REVIEW | Spaced 2

Ruben Santiago's Not what it's cracked up to be. Picture: Darren Smith

VISUAL ARTS
Spaced 2: Future Recall
WA Museum, Perth | Review by Laetitia Wilson

The team at International Art Space in Perth has launched another major exhibition of socially engaged art.
Spaced 2: Future Recall marks the culmination of 12 commissioned residencies, where national and international artists are propelled into far-flung regional locations of WA.

Walking into the exhibition in the dark spaces of the WA Museum, there is an odd feeling that socially engaged art has become mummified — carefully contained in museum display cases, combined with museum artefacts and ensconced within the weighty hush of the past.

Such an impression is reinforced when first glancing at the work of artists such as Ruben Santiago from Spain, whose Spaced residency was in Derby. This artist has carved 60 boab nuts, which are displayed in gridded formation in a glass- enclosed display case, like historical artefacts. First impressions can be deceiving, however, and looking closer reveals a range of meanings.

Santiago’s art practice is generally sociopolitical and here he uses the boab nut as a unique diary of his time in Derby, while also referencing the history of its use and how it signifies a crossing of cultures. Boab nut carving is said to have begun in Australia in the late 19th century and the trees themselves are pan- geographical; endemic to both the Kimberley and Africa.

Santiago brings boab nut carving into the contemporary world with provocative text such as “This nut kills fascists” or “Aboriginal artist unveiled as a white woman”. The carved nuts are not only beautiful objects; their messages are more complex than first meets the eye.

Socially engaged art itself is compelling as an idea from afar but necessarily more complicated on the ground. It is more often a theoretical castle in the sky rather than a practical reality.

IAS director Marco Marcon distances the exhibition from this label, claiming that the works are in fact not socially engaged but rather context responsive, responding to the culture, the history, the landscape, the politics or the community of a given place.

Complexity characterises many of the projects, concerned as they are with responding to complex communities. One of the artists, Maddie Leach from New Zealand, described the residency program as like an arranged marriage: unpredictable from the outset and fraught with complications.

Leach had a residency in Mandurah and experienced friction with the community in the realisation of her work. She became interested in the nearby town of Pinjarra and its bloody history with the massacre of up to 80 Bindjareb Noongar people in 1834. Leach’s work was not supported by the City of Mandurah and she does not display a final artwork, but rather the video of the making of a lithograph of a document relating to the creation of a memorial plaque.

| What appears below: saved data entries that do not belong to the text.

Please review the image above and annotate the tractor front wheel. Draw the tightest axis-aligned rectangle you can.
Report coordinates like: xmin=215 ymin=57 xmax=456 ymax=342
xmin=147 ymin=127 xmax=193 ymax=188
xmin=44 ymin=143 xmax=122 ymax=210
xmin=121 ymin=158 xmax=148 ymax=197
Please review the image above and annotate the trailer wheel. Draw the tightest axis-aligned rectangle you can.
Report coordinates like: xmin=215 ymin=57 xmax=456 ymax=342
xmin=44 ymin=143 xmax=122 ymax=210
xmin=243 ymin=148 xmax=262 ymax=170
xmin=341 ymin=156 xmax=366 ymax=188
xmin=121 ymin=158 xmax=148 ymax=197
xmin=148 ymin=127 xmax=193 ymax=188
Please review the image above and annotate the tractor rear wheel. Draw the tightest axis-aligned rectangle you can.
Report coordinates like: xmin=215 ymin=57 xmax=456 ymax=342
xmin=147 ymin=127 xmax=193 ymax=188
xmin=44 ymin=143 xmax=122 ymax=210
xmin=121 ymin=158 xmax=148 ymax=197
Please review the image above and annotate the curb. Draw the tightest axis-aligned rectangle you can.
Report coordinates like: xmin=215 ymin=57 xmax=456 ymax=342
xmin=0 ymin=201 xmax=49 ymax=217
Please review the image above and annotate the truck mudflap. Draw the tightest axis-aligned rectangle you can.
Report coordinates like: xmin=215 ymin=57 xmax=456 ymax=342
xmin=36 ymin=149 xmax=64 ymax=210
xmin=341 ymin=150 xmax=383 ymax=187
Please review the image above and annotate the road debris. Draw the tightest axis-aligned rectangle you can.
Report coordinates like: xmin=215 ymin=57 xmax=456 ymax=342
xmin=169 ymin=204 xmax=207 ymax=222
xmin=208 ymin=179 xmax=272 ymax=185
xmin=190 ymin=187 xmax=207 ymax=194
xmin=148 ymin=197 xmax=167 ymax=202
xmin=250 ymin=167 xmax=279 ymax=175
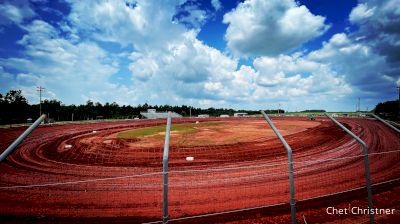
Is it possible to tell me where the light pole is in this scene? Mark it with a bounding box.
[37,86,45,116]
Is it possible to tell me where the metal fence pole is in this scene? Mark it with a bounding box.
[261,111,296,224]
[325,114,374,224]
[370,114,400,134]
[163,112,172,224]
[0,114,46,163]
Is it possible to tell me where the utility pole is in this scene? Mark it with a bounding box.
[278,103,281,115]
[189,106,192,117]
[37,86,45,116]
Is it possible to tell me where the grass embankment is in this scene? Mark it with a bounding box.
[117,122,221,139]
[284,112,365,117]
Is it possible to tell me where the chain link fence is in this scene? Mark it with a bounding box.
[0,115,399,223]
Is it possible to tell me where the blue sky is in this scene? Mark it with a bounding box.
[0,0,399,112]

The absence of the final print directly references the absence of a memorial plaque at the site of the massacre.

Contrary to this, most of the works are convivial within their given communities and the artists follow the formula of not only giving to the community and place of residency but also creating cohesive and well- executed projects in diverse media.

American artist Daniel Peltz landed in Tom Price, a town founded on American capitalism and ambition. Here he developed an extraordinary project following the fate of the Kaiser steel mill from Tom Price, to the US, to various locations in China. Working with the Taichung Opera troupe, he created a traditional Peking opera based on this story.

Overall, Spaced 2 has an underlying humour, a touch of horror, a political bent, a poetic celebration of the landscape, a wonderfully obscure opera and a poignant reminder of dying languages and our lesser-known endangered species.

Compared with the IAS’ first Spaced exhibition by IAS in 2012, the works here are arguably less audacious and more concerned with the minutiae of response to context and the creation of a tangible outcome to be exhibited. It is still nonetheless a highly ambitious and unique undertaking of critical relevance to the arts in Perth and beyond in bridging cultures and geographical distances.

Spaced 2: Future Recall runs until March 29.